What do we know:
Our brain tries to maintain balance: the longer we stay awake, the more we need to sleep. However, we know very little about what signals in the brain help us maintain this balance. We know of one protein, called BDNF, that accumulates in the brain the longer you stay awake, which could be a signal that tells your brain that you have been awake for a long time and need to sleep. Consistent with this, putting BDNF into the brain promotes sleep. We also know that BDNF tends to function when it interacts with its receptor, called TrkB.
What don’t we know: It is unknown how BDNF and its receptor, TrkB, increase sleep.
What this study shows: The researchers found that getting rid of one type of the TrkB receptor causes mice to have increased sleep/wake fragmentation (i.e., frequent flip-flopping between sleep and wakefulness). They also found that these mice spend more time in REM sleep (the stage of sleep when you dream) and enter REM sleep more quickly. These effects on REM sleep are interesting because they are similar to sleep changes observed in depressed people.
What we can do in the future because of this study: Future studies could show if BDNF still causes sleepiness in mice lacking the TrkB receptor. Also, it is possible that changing TrkB activity might improve sleep quality, which may be relevant for the depressed population.
Why you should care: Although every animal sleeps, we know very little about why we sleep and what makes us sleepy. This study not only helps us better understand what in our brains makes us sleepy, but may help shed light on mental health disorders, such as depression.

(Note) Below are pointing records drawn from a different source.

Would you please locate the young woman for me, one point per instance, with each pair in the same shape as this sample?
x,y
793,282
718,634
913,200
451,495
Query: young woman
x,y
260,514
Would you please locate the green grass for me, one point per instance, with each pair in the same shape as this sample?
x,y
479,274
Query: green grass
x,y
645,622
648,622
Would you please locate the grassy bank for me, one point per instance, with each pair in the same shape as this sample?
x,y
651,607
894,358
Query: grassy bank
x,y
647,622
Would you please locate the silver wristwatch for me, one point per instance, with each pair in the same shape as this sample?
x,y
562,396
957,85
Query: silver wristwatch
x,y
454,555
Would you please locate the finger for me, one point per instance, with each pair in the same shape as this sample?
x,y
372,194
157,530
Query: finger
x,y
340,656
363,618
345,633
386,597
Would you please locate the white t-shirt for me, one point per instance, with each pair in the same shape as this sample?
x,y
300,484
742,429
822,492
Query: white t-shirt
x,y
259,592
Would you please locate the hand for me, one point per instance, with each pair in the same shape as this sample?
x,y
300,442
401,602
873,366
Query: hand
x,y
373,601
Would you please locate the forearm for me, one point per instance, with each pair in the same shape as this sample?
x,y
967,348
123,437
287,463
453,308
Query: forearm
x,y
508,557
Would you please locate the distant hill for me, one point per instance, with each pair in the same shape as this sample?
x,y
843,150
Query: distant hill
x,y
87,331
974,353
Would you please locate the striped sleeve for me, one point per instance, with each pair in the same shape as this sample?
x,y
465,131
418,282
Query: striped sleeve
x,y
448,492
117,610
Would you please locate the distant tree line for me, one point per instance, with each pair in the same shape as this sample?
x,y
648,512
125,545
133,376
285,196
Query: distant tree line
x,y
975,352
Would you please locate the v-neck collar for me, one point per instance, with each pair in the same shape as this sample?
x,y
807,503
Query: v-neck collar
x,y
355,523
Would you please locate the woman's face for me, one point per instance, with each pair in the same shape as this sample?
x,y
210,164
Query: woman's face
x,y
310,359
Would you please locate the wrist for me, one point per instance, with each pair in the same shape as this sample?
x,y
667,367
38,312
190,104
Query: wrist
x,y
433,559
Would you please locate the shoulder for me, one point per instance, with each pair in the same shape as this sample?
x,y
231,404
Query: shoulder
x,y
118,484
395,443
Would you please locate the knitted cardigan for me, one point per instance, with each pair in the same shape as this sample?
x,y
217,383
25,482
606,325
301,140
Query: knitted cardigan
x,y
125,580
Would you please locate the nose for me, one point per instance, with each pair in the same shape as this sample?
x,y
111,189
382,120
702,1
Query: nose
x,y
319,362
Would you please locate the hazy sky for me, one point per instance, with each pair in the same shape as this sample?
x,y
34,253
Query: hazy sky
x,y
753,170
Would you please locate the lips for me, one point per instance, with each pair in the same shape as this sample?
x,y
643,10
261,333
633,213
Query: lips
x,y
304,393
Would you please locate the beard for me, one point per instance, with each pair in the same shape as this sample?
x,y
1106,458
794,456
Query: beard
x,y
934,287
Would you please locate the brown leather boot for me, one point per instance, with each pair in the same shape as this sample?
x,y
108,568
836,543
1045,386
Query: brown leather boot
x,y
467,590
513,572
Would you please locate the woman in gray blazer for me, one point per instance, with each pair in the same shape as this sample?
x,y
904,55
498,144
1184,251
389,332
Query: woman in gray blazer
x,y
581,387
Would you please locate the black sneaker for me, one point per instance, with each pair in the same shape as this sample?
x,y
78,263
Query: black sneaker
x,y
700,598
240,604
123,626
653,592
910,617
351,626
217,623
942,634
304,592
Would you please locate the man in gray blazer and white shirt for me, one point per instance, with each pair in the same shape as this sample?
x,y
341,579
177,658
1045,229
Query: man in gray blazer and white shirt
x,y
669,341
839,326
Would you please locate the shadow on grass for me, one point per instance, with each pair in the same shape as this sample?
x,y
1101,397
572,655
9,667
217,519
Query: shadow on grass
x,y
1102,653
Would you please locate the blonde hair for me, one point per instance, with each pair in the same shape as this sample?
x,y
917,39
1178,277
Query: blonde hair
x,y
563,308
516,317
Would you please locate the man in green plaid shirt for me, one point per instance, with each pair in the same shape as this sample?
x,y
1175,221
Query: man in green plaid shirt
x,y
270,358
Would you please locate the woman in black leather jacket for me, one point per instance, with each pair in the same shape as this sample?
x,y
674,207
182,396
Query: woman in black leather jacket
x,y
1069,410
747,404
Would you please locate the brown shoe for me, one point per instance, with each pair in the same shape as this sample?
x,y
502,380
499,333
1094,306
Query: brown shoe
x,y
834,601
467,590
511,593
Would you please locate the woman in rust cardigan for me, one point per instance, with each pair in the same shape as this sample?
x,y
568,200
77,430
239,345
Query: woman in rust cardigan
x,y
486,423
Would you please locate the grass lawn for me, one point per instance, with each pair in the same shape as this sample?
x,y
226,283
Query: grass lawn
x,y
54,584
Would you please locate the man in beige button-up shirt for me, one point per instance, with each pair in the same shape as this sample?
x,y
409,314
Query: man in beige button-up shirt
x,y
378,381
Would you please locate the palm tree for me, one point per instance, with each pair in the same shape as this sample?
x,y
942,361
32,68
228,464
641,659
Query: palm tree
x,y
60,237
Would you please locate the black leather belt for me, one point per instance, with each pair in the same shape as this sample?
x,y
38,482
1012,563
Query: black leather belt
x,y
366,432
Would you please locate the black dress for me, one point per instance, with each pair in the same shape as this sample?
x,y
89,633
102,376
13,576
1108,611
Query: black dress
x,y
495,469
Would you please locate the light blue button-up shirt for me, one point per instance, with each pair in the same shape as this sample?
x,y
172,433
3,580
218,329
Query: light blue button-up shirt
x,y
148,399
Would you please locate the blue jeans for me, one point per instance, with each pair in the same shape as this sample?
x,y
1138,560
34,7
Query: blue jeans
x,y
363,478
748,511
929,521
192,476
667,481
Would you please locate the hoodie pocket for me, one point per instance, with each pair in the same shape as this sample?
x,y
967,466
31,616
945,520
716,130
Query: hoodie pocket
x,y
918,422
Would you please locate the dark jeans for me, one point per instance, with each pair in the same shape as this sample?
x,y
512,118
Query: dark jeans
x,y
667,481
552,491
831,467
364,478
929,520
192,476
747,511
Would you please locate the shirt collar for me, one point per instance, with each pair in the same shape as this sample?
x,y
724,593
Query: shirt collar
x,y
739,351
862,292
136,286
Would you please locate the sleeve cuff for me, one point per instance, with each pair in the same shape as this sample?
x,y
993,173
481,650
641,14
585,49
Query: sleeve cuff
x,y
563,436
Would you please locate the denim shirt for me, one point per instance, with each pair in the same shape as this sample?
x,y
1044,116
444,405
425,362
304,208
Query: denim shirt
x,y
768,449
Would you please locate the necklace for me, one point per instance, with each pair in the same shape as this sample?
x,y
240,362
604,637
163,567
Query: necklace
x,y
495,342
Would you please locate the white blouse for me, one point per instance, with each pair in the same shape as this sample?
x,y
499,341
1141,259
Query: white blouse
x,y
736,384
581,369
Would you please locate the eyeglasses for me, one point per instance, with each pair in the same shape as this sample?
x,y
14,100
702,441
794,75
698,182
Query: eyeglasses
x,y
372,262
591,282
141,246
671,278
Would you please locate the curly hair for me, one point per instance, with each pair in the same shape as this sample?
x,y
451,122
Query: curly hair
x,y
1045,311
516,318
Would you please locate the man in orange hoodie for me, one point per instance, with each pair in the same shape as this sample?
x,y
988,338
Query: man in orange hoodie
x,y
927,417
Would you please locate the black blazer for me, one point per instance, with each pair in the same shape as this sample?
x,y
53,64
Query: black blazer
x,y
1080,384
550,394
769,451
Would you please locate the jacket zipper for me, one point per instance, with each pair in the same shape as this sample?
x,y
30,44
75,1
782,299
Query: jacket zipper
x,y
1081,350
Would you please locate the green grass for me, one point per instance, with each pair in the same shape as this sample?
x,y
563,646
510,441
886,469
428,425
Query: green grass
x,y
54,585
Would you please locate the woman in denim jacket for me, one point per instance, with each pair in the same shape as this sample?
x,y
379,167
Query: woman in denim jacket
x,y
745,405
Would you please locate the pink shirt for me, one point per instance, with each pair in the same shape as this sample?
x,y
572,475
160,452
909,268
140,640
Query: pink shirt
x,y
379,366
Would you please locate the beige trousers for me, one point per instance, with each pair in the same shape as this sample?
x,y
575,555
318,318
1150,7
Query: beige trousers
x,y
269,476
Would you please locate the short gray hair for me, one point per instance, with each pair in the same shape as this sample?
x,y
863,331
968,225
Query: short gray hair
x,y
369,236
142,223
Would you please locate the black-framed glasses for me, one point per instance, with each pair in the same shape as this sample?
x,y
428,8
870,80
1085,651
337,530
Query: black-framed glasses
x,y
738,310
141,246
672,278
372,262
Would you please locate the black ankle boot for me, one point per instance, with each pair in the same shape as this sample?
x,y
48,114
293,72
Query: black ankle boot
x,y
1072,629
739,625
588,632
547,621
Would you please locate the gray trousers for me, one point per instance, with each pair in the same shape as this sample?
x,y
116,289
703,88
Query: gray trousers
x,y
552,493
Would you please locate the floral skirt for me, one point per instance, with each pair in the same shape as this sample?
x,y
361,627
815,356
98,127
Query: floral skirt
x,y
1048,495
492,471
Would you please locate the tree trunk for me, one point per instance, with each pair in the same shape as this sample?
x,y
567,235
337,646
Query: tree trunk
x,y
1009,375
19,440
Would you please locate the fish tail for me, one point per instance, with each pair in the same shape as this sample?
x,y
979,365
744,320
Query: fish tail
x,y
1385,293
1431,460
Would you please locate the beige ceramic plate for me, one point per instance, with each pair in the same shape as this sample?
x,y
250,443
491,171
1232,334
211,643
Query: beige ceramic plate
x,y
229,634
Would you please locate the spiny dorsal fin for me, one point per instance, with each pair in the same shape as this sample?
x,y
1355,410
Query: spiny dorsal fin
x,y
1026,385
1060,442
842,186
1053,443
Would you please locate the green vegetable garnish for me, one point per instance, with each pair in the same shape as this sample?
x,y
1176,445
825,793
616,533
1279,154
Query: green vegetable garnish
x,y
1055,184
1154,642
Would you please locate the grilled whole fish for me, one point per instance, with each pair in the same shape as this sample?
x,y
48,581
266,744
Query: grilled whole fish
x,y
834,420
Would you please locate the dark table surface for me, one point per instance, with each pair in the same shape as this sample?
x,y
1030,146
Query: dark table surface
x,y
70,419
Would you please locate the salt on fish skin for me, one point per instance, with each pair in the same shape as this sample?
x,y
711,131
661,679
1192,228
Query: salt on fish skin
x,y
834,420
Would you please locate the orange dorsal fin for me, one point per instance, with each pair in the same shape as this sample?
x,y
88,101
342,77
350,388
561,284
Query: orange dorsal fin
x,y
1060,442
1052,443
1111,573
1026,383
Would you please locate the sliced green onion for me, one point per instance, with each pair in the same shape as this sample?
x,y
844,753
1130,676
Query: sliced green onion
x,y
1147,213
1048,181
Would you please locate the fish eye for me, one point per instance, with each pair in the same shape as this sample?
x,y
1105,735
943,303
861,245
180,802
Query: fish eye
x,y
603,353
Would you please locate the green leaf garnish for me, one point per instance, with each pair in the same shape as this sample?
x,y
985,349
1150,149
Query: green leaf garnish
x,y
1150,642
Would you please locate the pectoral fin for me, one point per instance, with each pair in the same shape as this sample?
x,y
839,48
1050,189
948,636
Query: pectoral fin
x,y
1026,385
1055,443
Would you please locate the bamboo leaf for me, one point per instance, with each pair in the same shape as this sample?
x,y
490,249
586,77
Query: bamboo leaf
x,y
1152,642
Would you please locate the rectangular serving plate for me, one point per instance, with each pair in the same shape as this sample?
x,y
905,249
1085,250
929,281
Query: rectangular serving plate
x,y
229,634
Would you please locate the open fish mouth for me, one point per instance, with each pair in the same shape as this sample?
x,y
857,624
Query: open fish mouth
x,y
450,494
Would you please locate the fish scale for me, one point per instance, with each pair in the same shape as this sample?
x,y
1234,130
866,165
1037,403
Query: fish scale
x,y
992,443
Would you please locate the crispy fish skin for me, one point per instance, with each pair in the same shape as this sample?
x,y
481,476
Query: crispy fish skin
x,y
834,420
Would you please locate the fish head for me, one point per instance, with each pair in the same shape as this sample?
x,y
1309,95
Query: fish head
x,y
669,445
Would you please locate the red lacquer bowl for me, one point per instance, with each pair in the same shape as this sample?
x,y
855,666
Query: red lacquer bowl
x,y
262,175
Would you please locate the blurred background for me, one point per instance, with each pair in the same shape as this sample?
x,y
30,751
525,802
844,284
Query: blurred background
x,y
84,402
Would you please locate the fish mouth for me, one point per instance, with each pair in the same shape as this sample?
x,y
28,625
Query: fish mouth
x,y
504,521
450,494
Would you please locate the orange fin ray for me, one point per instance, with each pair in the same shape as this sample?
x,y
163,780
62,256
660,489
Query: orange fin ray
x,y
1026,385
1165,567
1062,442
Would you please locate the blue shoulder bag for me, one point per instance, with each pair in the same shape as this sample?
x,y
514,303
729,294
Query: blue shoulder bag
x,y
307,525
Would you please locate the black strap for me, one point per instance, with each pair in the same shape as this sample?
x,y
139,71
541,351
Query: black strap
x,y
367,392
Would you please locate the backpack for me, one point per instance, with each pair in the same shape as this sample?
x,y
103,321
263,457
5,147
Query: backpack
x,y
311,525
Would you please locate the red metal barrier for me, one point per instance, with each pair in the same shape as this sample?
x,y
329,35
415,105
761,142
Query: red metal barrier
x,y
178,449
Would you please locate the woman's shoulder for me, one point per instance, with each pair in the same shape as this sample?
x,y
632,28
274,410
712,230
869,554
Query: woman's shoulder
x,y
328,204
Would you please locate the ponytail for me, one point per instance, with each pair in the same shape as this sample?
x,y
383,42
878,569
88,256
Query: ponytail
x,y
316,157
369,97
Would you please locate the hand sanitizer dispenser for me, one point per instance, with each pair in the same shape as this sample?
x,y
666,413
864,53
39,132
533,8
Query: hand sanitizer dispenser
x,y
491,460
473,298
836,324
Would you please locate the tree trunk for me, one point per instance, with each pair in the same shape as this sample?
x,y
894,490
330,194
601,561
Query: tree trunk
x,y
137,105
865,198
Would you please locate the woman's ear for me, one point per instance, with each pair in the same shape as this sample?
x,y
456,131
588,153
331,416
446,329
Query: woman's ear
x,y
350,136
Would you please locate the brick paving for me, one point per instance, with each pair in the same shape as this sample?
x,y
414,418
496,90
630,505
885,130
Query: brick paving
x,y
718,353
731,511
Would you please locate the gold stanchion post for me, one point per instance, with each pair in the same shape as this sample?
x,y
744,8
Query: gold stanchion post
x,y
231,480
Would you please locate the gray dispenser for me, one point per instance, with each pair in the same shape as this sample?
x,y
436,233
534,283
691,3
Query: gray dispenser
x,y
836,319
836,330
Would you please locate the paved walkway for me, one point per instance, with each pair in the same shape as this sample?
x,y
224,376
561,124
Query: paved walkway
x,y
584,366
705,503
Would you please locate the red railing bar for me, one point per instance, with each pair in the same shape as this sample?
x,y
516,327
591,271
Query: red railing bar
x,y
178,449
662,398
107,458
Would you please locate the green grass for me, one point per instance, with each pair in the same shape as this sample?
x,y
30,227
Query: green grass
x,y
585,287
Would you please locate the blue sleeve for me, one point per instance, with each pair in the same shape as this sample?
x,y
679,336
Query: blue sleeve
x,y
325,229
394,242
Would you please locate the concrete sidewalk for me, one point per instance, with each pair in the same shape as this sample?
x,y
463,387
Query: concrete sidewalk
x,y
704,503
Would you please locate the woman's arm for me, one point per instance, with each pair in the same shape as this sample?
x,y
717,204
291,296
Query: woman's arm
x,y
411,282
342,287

Most animals, including humans, cycle between wakefulness and two different types of sleep—rapid eye movement (REM) sleep and non-REM sleep (NREM). However, little is known about how our brain regulates wake, REM, and NREM onset and offset, and how much REM and NREM sleep we need to feel well rested. Scientists are beginning to figure out which brain areas and which signaling molecules are important for sleep regulation. One signaling molecule, BDNF, is produced in the brain during wakefulness and high levels of BDNF can induce sleep. It is unknown, however, how BDNF causes sleepiness. There are different types of BDNF receptors (i.e., anything that binds to BDNF, thus propagating the signal), so this study explored the importance of one type of BDNF receptor—TrkB.T1—on sleep regulation. The researchers performed experiments with a mouse strain lacking only the TrkB.T1 receptor with other types of BDNF receptors unaffected. They were surprised to find that overall wake and NREM time were normal in mice without the TrkB.T1 receptor. However, the researchers found that these mutant mice had many abnormalities regarding REM sleep; specifically, TrkB.T1 knockout mice entered REM sleep sooner and spent more time in REM sleep compared to control mice. These effects on REM sleep are especially interesting because psychiatric illnesses, including depression, are associated with these same types of sleep changes. Moreover, some people who commit suicide have reduced levels of TrkB.T1 in certain areas of their brain, suggesting a potential link between sleep disturbances and major depressive disorder. Therefore, it is possible that this study discovered why some mentally ill people have abnormal sleep, which helps future studies design better, more targeted therapeutics.
Sleep timing is regulated by both circadian rhythms and poorly-understood homeostatic processes. The neurotrophin BDNF may be a key player in sleep homeostasis since interstitial BDNF levels rise after prolonged wakefulness and intracerebroventricular infusion of BDNF promotes sleep. However, it is unclear which signaling pathways are responsible for mediating the sleep-promoting effects of BDNF. The high-affinity receptor for BDNF—TrkB—has at least two major isoforms: a kinase-containing full-length isoform, TrkB.FL, and a truncated, kinase-lacking isoform, TrkB.T1. The function of TrkB.T1 is far less-well understood, but it has comparable brain expression to TrkB.FL and is enriched in brain areas critical for normal sleep/wake regulation. Therefore, the authors hypothesized that BDNF promotes sleep through the TrkB.T1 receptor. To test this hypothesis, they performed polysomnographic (EEG) sleep/wake recordings in TrkB.T1 constitutive knockout mice. Surprisingly, TrkB.T1 knockout (KO) mice exhibit normal amounts of wakefulness and NREM sleep, although wake and NREM sleep fragmentation is increased (i.e., shorter bouts and more transitions between sleep and wake). Further, TrkB.T1 KO mice spend more time in REM sleep, enter REM sleep sooner, and have longer REM bouts compared to wildtype controls. These results suggest that BDNF acting through the TrkB.T1 receptor suppress REM sleep. These results are relevant for the REM sleep abnormalities associated with several psychiatric disorders, as reduced BDNF levels correlate with depression and reduced TrkB.T1 receptor expression is associated with increased suicide mortality. Collectively, this study demonstrates one pathway by which BDNF influences sleep expression, which may also be relevant for understanding the role of neurotrophins in mental illnesses.